Since alcohol is illegal and rare, alcohol poisoning is not something that happens on the ship very often. It does happen occasionally, and the medical team believes they encounter nearly every single time someone tries to drink, because the moron doesn’t usually have any experience, so the consequences are not something they can sleep off on their own. Admiral Thatch was perhaps the only exception. Earth once made a serious effort to develop a hangover cure to relieve drinkers from some of the harmful side effects of intoxication, but this was around the time that a state of abstinence was sweeping the world due to its rejection by younger generations. Legislatures quietly made the medical treatment itself illegal, so as to not encourage anyone to regress. A different administration may have handled things differently, but research halted, and the world moved towards the recreational drug-free condition it’s in today. The research was picked up again several decades later, and the dream was ultimately realized. By then, there weren’t many people around to need it, but it did come up sometimes when alcohol was forced upon a victim as a weapon, or a form of torture. Dr. Holmes keeps a stash of the stuff on hand.
She injects Olindse with the treatment, causing her to begin to fall asleep within seconds.
“How long will this take?” Kaiora questions.
“A few hours.” Dr. Holmes pulls Olindse to her side, and places a body pillow against her back. “If she were simply drunk, it would be quicker, but she’s on the verge of death, drinking something that old. You could not have brought her in too soon.”
“Call me when she’s awake,” Kaiora orders. “I’m going to retrace her steps.” Privacy is important on Extremus, but so is security. The ship logs the movements of everyone on board. It erases most people’s histories after a month, but VIPs are kept indefinitely for safety reasons. They’re harder to access, though, even for the Captain. She’ll have to file a formal request with current Head of Security, Ramiel Krupin.
“Are you sure about this, sir?” Ramiel asks. “I mean, an Admiral. That’s...”
“She disappeared for eight months, I need to know where she was.”
“Can’t you just ask her?”
“She’s sick. She’s...lost credibility.”
“All due respect, sir, that sounds like a contrivance. I’m going to need you to spell it out for me.” He hands her a tablet. “And I’m going to need you to do it in writing.”
“This is a matter of ship security. I need that information.”
“You need to have a good reason, or you’re not getting it.”
Captain is the highest rank on the ship, even against admirals, even against the civilian government.

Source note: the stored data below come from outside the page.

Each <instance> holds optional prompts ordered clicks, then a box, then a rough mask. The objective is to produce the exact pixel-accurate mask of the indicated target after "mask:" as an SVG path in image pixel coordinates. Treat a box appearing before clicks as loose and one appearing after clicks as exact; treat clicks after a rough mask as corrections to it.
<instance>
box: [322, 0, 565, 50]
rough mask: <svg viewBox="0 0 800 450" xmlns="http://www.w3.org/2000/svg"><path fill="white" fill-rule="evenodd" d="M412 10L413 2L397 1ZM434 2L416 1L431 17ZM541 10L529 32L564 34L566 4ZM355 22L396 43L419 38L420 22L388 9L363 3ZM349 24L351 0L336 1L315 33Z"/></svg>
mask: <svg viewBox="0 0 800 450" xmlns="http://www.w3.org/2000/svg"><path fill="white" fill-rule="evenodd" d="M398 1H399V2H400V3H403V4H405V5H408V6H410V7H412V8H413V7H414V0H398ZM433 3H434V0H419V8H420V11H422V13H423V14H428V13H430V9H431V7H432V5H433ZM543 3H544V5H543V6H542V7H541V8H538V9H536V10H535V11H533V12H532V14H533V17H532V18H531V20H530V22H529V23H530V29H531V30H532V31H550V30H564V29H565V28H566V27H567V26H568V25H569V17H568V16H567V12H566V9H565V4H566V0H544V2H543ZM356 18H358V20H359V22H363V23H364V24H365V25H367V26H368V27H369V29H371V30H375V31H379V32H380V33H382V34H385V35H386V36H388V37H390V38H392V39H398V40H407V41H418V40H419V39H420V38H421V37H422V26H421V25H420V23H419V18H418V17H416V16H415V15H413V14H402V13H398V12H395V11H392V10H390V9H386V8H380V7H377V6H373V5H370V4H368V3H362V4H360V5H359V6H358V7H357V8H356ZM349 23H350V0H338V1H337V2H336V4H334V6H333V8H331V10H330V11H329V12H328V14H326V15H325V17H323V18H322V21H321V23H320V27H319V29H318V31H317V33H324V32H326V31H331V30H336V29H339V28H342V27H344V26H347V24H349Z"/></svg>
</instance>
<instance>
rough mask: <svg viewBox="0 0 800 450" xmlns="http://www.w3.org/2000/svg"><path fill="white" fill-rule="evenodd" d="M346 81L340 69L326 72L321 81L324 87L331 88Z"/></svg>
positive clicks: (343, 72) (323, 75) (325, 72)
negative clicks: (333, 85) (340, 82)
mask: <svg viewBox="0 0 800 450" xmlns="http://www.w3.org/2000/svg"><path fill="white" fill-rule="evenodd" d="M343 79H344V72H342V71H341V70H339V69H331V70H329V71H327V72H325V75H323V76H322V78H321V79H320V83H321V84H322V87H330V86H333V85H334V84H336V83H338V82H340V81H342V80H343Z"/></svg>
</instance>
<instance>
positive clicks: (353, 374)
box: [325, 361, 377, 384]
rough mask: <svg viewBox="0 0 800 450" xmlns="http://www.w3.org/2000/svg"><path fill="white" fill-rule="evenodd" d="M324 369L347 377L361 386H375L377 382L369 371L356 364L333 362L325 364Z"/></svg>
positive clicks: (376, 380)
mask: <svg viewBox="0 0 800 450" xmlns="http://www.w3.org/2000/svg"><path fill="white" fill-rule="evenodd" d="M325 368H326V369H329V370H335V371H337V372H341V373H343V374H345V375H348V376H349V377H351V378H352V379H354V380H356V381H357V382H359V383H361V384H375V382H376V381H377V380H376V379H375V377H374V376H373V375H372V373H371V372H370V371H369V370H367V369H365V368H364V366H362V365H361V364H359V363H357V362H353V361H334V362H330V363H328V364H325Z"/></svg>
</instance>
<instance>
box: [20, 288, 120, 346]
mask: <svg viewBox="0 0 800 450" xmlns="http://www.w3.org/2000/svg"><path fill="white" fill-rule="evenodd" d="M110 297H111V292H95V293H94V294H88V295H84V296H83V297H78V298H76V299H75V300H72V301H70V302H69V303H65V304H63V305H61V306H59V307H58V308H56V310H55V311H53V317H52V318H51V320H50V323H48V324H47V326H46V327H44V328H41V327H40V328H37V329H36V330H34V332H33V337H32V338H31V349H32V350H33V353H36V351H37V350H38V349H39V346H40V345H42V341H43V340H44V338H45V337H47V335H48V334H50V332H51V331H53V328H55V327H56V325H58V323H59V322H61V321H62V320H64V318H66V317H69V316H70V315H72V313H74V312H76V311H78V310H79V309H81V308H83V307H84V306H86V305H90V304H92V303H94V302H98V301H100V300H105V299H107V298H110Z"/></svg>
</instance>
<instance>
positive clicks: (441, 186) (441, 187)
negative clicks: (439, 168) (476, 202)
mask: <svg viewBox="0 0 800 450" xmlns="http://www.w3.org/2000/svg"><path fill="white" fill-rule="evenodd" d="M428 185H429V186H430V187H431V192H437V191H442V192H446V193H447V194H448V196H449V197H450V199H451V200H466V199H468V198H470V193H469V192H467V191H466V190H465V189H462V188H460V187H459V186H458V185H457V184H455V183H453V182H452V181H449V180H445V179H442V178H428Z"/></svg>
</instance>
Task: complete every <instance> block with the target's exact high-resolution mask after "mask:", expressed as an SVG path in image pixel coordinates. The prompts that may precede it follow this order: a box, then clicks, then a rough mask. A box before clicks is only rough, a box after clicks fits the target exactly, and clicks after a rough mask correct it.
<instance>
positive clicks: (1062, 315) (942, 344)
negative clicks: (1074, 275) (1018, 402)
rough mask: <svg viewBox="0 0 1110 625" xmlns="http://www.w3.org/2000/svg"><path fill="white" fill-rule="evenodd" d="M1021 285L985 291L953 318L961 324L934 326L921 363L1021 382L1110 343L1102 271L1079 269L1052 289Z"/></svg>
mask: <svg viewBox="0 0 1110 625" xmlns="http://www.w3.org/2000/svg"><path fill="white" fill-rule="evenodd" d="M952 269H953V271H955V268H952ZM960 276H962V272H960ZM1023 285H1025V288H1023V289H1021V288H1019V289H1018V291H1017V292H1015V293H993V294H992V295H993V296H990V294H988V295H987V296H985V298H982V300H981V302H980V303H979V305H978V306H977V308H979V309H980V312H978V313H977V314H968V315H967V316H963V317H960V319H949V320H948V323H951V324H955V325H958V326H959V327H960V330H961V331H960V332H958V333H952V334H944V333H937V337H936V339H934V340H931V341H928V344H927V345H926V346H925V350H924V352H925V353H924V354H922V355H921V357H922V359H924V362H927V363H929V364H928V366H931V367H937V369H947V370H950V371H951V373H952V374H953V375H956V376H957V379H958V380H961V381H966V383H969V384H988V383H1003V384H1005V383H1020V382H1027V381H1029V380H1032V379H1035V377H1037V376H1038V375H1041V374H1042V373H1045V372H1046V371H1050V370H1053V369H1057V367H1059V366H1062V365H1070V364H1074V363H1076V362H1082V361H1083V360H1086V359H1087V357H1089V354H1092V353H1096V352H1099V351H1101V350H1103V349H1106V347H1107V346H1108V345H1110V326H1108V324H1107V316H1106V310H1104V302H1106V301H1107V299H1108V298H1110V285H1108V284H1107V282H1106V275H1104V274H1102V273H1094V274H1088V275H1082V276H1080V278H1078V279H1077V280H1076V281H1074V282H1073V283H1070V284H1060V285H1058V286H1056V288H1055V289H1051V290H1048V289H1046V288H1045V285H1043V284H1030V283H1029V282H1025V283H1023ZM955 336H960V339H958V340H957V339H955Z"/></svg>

If anyone is in a position to declare this to suddenly become a dictatorship, it would be Kaiora Leithe. No one else comes close to having the power to pull that off, not even First Chair. She wouldn’t do it obviously, and neither will any future captain, or they would never be selected in the first place. That’s why Halan Yenant’s decision to alter course was such a terrible crime, because he abused his power to do it. Still, even with all this clout, there are precisely two ranks on this ship with the power to overrule anything a captain says. One of them is the Chief Medical Officer, and the other is Head of Security. “Fine. I’ll investigate this myself.” She storms out.